Refer to vendor documentation http://www.microsoft.com/windowsazure/features/servicebus/ for further information.

Informatica Cloud also provides a SaaS platform to support the Cloud Intermediary pattern. It uses the following characteristics:
- Informatica Cloud Services metadata repository is hosted and managed by Informatica in a designated third-party, secure data center that is independently audited to be SAS-70 Type II compliant.
- Data is not stored on Informatica’s or its data center’s servers
- Data does not leave your system or cross your firewall until your users order it to move bi-directionally between approved SaaS providers
- The following diagram courtesy of the Vendor provides the view of how Informatica achieves the Cloud Intermediary Pattern
- In fact this is quite a robust solution with integration between several popular applications like SAP, Oracle eBusiness Suite, Microsoft Dynamics, SalesForce and others.
- Refer the vendor documentation, http://www.informaticacloud.com/products/architecture-and-security.html for further information.

Cloud MPP (Massively Parallel Processing) Pattern
One of the highest rated benefits of Cloud is its ability to bring high performance computing to any consumer without the need for them to buy a super computer or Cray or some such high-cost machines. In that context this pattern enables the enterprises to use the cloud as a temporary store to crunch massive amounts of data and arrive at the results and delete the source and intermediary files and utilize the results of the analytics for further purposes.
Apache Hadoop is a scalable, fault-tolerant system for data storage and processing.

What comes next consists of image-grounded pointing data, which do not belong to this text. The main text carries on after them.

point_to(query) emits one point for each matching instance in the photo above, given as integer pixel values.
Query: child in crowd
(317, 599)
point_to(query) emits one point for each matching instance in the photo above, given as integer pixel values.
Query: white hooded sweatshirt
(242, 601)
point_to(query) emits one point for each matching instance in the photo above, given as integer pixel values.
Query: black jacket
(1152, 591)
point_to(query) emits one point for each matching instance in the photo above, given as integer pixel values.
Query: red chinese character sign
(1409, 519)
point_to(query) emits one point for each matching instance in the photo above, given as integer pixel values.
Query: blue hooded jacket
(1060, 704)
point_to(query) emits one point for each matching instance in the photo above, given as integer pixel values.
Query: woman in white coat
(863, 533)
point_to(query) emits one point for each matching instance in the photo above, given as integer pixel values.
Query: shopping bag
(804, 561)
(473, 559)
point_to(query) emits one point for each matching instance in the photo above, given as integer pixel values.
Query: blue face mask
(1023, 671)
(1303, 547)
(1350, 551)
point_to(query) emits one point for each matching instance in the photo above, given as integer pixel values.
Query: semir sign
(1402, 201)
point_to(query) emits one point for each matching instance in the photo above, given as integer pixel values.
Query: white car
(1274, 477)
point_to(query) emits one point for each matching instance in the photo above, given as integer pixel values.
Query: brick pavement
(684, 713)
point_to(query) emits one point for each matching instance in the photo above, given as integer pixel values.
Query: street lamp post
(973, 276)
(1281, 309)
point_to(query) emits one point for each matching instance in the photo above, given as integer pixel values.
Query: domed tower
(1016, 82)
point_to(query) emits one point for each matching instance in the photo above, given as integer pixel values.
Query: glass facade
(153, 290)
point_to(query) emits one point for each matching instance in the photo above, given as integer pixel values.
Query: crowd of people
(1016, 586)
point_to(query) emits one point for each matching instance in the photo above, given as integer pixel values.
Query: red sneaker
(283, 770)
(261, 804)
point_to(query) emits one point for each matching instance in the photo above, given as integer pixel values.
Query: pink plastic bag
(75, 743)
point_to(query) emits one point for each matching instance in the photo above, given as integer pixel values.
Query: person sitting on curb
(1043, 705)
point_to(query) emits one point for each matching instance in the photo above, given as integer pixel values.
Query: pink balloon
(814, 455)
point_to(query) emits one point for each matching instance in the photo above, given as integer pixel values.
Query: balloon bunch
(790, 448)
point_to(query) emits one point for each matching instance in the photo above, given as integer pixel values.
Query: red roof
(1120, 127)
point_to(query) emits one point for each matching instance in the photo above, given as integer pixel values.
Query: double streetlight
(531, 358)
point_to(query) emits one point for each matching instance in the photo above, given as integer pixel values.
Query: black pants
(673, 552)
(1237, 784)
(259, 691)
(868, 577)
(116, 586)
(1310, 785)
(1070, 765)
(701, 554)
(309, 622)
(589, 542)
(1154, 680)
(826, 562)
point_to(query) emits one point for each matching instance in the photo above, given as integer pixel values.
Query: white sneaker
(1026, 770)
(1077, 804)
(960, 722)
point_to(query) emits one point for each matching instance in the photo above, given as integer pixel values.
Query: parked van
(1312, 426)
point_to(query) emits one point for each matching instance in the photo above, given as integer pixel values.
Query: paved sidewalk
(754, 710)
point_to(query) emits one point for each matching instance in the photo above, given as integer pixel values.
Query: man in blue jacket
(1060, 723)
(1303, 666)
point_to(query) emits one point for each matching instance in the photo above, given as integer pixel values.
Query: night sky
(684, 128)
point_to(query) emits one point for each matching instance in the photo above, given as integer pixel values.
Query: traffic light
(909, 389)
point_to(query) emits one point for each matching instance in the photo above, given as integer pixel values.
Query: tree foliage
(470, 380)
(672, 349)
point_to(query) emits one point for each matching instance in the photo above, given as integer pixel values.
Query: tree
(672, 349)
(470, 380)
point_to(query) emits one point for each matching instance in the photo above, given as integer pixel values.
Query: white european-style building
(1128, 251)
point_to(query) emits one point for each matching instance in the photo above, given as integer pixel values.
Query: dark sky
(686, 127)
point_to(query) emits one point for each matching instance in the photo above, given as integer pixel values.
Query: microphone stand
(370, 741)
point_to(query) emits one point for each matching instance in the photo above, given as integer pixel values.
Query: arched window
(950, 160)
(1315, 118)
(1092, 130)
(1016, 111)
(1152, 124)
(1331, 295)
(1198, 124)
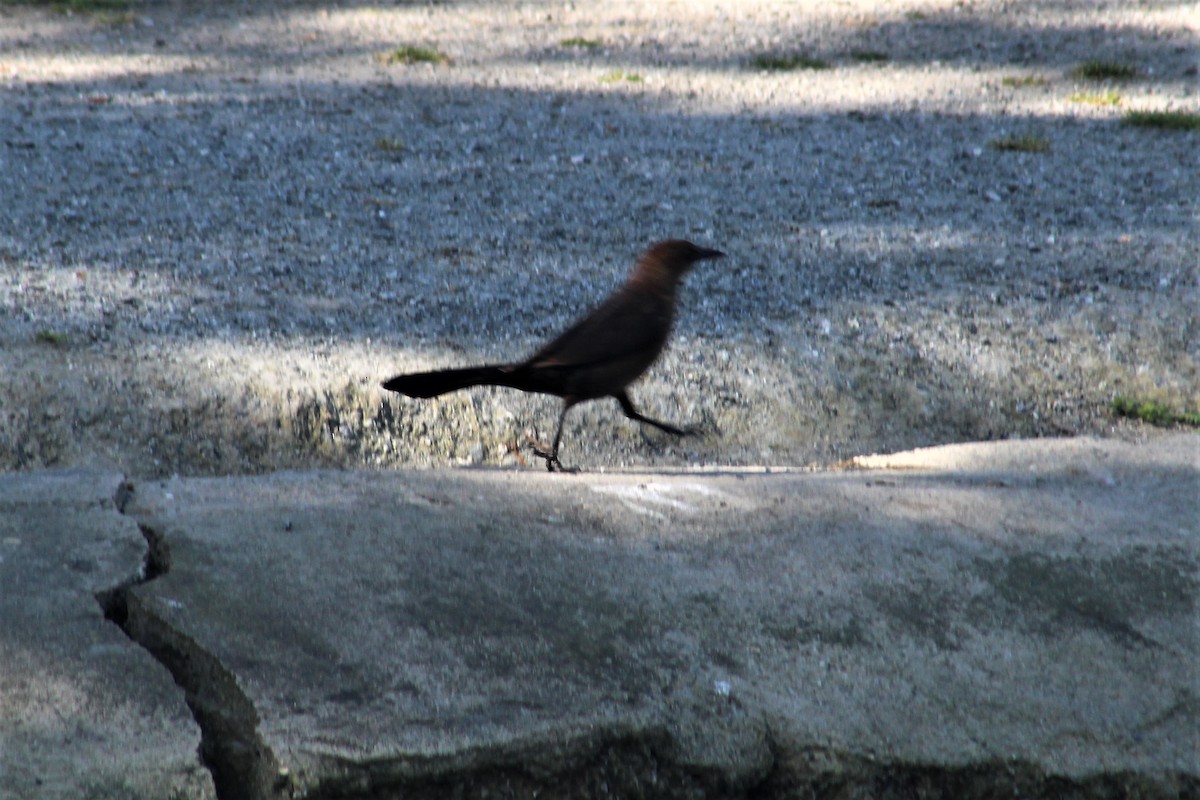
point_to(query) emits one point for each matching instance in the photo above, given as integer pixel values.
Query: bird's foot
(549, 453)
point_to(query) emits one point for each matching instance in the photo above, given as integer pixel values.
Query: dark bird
(598, 356)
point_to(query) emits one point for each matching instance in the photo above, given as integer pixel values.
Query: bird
(598, 356)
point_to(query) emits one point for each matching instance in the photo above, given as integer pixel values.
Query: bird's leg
(552, 456)
(634, 414)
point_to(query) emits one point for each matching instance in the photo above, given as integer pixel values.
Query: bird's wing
(624, 326)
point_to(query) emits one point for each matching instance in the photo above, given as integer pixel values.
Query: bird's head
(671, 259)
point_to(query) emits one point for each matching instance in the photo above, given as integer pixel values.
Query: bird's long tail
(431, 384)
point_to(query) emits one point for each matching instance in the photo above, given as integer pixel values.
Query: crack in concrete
(241, 764)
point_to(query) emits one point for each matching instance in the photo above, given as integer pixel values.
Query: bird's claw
(550, 456)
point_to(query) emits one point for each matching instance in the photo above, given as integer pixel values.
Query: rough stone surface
(964, 621)
(85, 714)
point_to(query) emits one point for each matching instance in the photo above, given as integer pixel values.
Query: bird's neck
(655, 277)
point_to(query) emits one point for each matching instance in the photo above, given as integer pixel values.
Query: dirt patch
(226, 224)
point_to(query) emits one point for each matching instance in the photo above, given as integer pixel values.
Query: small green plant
(1096, 97)
(617, 76)
(1021, 144)
(1153, 413)
(1104, 71)
(581, 43)
(1023, 82)
(412, 54)
(1163, 120)
(869, 56)
(784, 62)
(390, 144)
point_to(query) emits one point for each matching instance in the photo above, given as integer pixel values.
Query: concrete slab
(84, 711)
(1015, 618)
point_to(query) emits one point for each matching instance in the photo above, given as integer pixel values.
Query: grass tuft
(617, 76)
(784, 62)
(1101, 70)
(1163, 120)
(412, 54)
(1020, 144)
(1096, 97)
(581, 43)
(1153, 413)
(1023, 82)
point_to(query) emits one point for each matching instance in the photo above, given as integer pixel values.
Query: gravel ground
(223, 224)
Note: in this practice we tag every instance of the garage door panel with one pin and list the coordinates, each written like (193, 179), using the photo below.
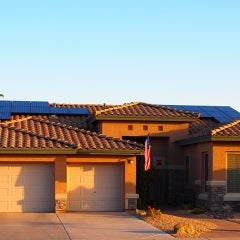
(100, 188)
(26, 187)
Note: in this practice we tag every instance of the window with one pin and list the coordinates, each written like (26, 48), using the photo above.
(159, 162)
(130, 127)
(233, 173)
(205, 170)
(187, 165)
(145, 127)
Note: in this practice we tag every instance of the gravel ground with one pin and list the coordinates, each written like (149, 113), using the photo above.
(166, 222)
(168, 218)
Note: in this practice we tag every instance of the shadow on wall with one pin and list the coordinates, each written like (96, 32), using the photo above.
(32, 187)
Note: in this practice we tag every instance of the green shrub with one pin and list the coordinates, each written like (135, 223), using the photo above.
(197, 211)
(186, 207)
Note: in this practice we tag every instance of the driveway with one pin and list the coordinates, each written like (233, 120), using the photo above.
(77, 226)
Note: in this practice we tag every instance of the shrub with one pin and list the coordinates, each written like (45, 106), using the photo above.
(153, 212)
(186, 207)
(197, 211)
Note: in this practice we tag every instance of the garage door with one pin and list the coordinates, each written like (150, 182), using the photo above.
(26, 187)
(95, 187)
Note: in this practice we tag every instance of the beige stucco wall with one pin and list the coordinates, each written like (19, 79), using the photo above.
(60, 170)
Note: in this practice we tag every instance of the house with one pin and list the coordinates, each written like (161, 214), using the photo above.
(49, 163)
(86, 157)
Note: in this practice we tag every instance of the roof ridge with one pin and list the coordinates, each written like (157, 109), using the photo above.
(17, 120)
(36, 134)
(225, 126)
(116, 107)
(82, 130)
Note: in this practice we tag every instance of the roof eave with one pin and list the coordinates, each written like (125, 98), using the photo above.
(41, 151)
(200, 139)
(109, 152)
(146, 118)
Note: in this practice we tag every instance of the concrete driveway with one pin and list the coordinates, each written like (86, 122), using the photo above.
(76, 226)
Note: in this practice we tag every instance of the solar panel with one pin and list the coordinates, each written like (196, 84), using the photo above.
(21, 107)
(78, 111)
(40, 107)
(5, 106)
(5, 115)
(57, 110)
(64, 111)
(220, 113)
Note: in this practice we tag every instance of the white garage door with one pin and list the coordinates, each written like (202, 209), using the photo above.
(95, 187)
(26, 187)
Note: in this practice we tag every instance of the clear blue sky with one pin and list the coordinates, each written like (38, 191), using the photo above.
(118, 51)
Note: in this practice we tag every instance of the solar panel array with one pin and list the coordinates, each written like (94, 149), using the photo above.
(220, 113)
(35, 107)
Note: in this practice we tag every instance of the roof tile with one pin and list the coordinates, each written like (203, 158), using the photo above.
(35, 132)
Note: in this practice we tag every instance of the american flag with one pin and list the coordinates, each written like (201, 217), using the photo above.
(147, 154)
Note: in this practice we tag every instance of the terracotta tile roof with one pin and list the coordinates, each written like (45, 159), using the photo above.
(144, 110)
(70, 120)
(213, 132)
(132, 109)
(229, 129)
(92, 108)
(34, 132)
(202, 126)
(207, 127)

Hadoop is economical and reliable, which makes it perfect to run data-intensive applications on commodity hardware.
Hadoop has many use cases that are suited for large enterprises to process their petabytes of data and derive meaningful information out of them. Some of the areas like fraud detection and security analysis, ad targeting, analysis forecasting are popular use cases of Hadoop.
With Cloudera Enterprise, you can leverage your existing team’s experience and Cloudera’s expertise to operationalize your Hadoop system with ease. Cloudera Enterprise is a subscription service, comprised of Cloudera Support and a portfolio of software.
Cloud Replication Pattern
This is a variant where the enterprise databases can be replicated in near real time to cloud and the data can still be owned by the enterprise servers, but cloud will have a back-up copy that can be consumed by cloud applications.
Microsoft SQL Azure Data Sync Community Technology Preview (CTP) is a cloud-based data synchronization service. It provides unidirectional and bidirectional data sync, allowing data to be easily shared between SQL Azure and on-premises SQL Server databases as well as between multiple SQL Azure databases within the same or different data centers. It enables multiple synchronization scenarios spanning both cloud and on-premises databases. Now it is easy to enable one-way as well as bi-directional data movement across SQL Azure and on-premises SQL Server databases.
Informatica Cloud Data Loader Service, performs a similar option to load an on-premise database to a cloud database.
Summary
As mentioned in the beginning of the article, cloud storage and proximity and the location of the data center continues to be a major concern for enterprises. However, almost all the cloud providers are addressing this concern with more and more security compliance in their offering.
However, the above mentioned options can be considered by enterprises as alternatives for not fully relying on cloud-based storage and continue to host the data on the data centers, and utilize the power of cloud for processing the data rather than storing the data.